Once trained, participants are deployed to archaeological digs across the UK. The first of these took place in a midden at East Chisenbury. As of 2024, they had been involved in more than 70 such digs. A dig at Barrow Clump, a scheduled monument where permission to dig was granted due to the loss of evidence being caused by digging by badgers, featured in Time Teams 2013 "Warriors" episode, and in the BBC's Digging for Britain, aired in 2015. Another dig was the basis for the 2023 Time Team special episode titled "Digging Band of Brothers", about excavation of the military camp at Aldbourne.

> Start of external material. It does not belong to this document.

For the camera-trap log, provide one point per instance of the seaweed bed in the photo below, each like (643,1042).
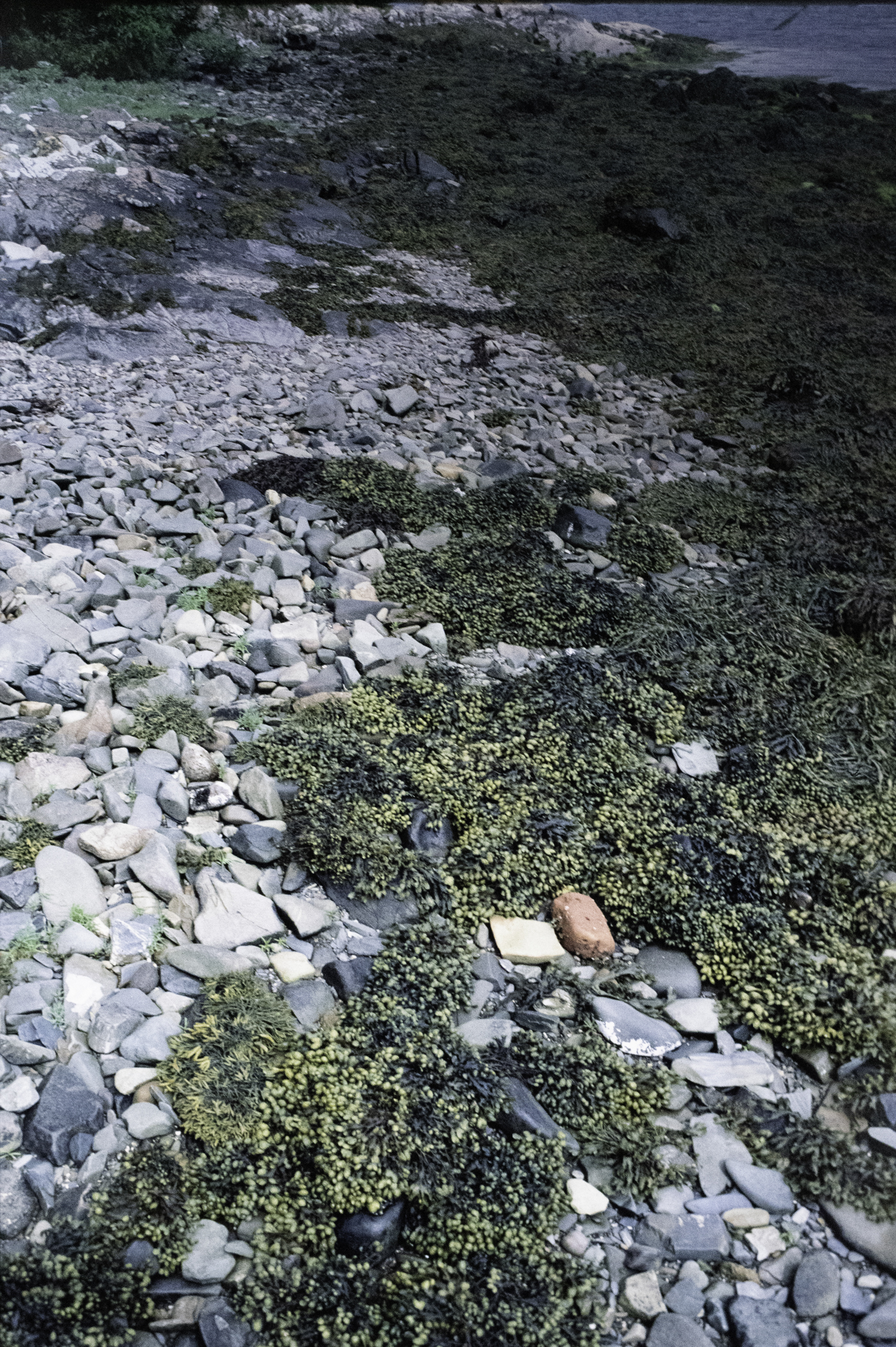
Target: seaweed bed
(775,874)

Scheme participants have also worked on the reconstruction of a bronze age house at Butser Ancient Farm, completed in 2021. In March 2026, they assisted in the restoration of the Bulford Kiwi chalk carving.

The scheme has been the subject of several academic papers, and is the subject of a book by Richard Osgood, Broken Pots, Mending Lives: The Archaeology of Operation Nightingale, with a foreword by Alice Roberts.

In 2019, Current Archaeology made Osgood their "Archaeologist of the Year" for his part in Operation Nightingale and other work. He was appointed a Member of the Order of the British Empire (MBE) in the 2021 New Year Honours "for services to defence and to heritage", partly in recognition of his work on the scheme.